If we could simply stop arguing whether or not stress causes infertility, and accept the fact that the emotional burden of infertility treatment is a significant problem for the majority of our patients, we could instead come up with clear cut recommendations with the goal of improving patient-centered care.
Many physicians do not know why patients drop out of treatment, or even know how many of their patients simply don’t return. For patients without insurance or financial resources, the top reason is financial. But for patients with insurance or resources, the top reason for treatment termination is the emotional burden (12). Infertility treatment is just too stressful.
What can one do to decrease stress in infertility patients? Many things.
Support patients to learn strategies to increase coping, decrease anxiety, and develop resilience. Psychological interventions are associated with significant decreases in negative emotional symptoms (13). And recent research is supporting the use of technology to decrease distress with this patient population. In one study, patients about to start their first ART cycle were randomized to receive a stress reduction instructional packet in the mail, versus routine care (14). The patients who received the packet were 67% less likely to drop out of treatment and reported significant improvements in coping and quality of life. A pilot RCT on the impact of an online stress management program indicated that patients accept this modality of an intervention and the patients randomized to the online program experienced significant improvements in psychological status and pregnancy rates when compared to the control group (15).

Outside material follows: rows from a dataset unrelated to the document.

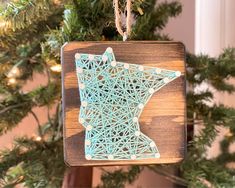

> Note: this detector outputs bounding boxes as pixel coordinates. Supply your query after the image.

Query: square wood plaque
[61,41,186,166]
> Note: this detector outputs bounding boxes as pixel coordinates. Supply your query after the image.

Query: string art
[75,47,181,160]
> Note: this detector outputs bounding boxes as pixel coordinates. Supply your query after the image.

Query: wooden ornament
[61,41,186,166]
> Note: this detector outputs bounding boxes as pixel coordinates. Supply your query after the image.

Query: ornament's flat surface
[62,41,185,166]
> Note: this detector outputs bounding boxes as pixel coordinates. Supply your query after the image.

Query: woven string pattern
[75,47,181,160]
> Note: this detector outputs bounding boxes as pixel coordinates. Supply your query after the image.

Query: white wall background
[195,0,235,56]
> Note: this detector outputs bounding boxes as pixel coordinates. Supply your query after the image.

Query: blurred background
[0,0,235,188]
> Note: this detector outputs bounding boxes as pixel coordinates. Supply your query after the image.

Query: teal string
[75,47,180,160]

Reduce the burden of treatment by including the partner, simplifying treatment protocols, screening and identifying at risk patients and referring them for counseling, sharing decision-making, supporting lifestyle changes, and actively counseling those who have had a negative cycle (16).

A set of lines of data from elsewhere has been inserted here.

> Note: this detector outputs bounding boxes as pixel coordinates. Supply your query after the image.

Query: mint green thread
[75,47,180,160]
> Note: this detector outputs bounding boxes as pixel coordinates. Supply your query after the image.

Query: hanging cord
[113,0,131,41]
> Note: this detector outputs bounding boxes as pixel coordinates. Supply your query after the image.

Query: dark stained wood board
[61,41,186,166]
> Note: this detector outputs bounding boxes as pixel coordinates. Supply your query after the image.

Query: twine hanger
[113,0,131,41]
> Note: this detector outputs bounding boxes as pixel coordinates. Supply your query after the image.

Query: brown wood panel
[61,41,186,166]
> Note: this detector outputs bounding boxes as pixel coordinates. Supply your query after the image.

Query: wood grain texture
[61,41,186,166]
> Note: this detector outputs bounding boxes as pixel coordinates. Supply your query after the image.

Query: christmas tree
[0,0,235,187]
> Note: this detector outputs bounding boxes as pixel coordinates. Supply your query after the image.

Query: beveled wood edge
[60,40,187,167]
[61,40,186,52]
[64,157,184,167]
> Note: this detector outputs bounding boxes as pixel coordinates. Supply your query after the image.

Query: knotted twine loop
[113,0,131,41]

Focus on empathic communication because infertility patients report a strong need to be understood and accepted by their health care team and the most common complaint amongst infertility patients is that physicians lack empathy (17). Research has shown that training infertility doctors to speak more empathetically with patients can significantly improve patient satisfaction with their care.
Support nurses and other staff members because a stressed nurse, technician or support staff member can increase the stress level of the patient. In addition, compassion fatigue leads to burnout and increases in turnover. According to a recent Nursing Professional Group ASRM study, more than 70% of REI nurses reported that their stress levels had increased over the previous year. Recognize the workload and efforts of nurses/staff, aim to help them achieve a better work/life balance, and reward them for their extra efforts.
Conclusions: The relationship between stress and infertility is complex; it is clear that infertility causes stress but the jury is still out as to whether or not stress causes infertility, specifically by decreasing the efficacy of treatment. Continuing to debate whether or not psychological factors lead to treatment failure benefits no one. Instead we need to focus our time, energy, and resources to determine how best to psychologically support our patients by providing them with the physical and emotional care they need.